Berlin is a city built on a river. The Spree weaves through the center of everything, past the Norman Foster-ized Bundestag and the new presidential palace. A cruise shows these up close, and also reveals the bullet scars in the Baroque buildings left from the fighting at the end of the Second World War. The river was for a time a part of the Berlin Wall.
About a 90 minute drive from Berlin is the Spreewald, where the Spree lazes through a flat, forested area. Although tourism is the main living for the area it isn’t especially popular with non-Germans other than the few who know that in Goodnight Lenin the mother’s favorite treat was a Spreewald pickle. German reunification was the start of cripplingly high unemployment in the area, however it did mean that the Spreewald became a UNESCO biosphere reserve.
One entry point to the Spreewald is Lubben, an old Prussian town not yet scrubbed of the Red Army memorials and boxy concrete construction from Communist times. Given that the Polish border isn’t far away, it doesn’t come as a surprise that more than 80 percent of the town had been destroyed in the fierce fighting at the end of the Second World War. Only a few fragments of the medieval past remain. Men in wifebeaters lean out the windows of their apartments, smoking and watching the streets.
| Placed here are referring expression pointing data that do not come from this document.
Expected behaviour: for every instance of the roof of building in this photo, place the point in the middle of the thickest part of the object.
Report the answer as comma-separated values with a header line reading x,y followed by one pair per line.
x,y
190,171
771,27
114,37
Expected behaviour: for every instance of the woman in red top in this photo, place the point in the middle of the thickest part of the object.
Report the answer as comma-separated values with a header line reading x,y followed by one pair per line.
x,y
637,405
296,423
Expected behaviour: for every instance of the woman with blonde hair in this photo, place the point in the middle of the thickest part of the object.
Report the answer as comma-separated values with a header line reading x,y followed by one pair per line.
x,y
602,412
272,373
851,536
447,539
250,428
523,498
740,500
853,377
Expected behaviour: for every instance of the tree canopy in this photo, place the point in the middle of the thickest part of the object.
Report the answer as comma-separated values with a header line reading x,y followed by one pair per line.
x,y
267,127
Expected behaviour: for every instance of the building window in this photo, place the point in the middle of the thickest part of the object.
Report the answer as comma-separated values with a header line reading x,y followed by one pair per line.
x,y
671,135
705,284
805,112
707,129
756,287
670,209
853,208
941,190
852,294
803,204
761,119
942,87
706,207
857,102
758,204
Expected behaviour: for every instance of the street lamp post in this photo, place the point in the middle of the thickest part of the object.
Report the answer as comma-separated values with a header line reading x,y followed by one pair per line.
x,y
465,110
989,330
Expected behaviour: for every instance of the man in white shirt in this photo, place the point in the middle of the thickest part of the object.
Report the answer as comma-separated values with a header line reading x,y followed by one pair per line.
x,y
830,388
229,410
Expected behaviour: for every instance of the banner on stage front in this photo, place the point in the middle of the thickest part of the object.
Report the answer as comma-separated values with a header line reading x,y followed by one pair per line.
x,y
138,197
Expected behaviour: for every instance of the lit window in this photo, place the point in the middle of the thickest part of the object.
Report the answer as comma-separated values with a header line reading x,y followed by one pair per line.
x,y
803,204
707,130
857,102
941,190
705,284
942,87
In the natural beauty of the park the freight of the past and the burden of the future simply fall away. Paddling a kayak in Berlin’s river but in the midst of wilderness is a meditation, punctuated only occasionally by a canal lock that brings a group of boats either up or down into the next section of the park.
Among the small number of houseboats along the river, a few have an imbiss, a little snack stand, at water level. It is hard to describe what it feels like to paddle down the Spree with a hot pretzel, a sausage and a beer, except to say that sometimes life can be perfect.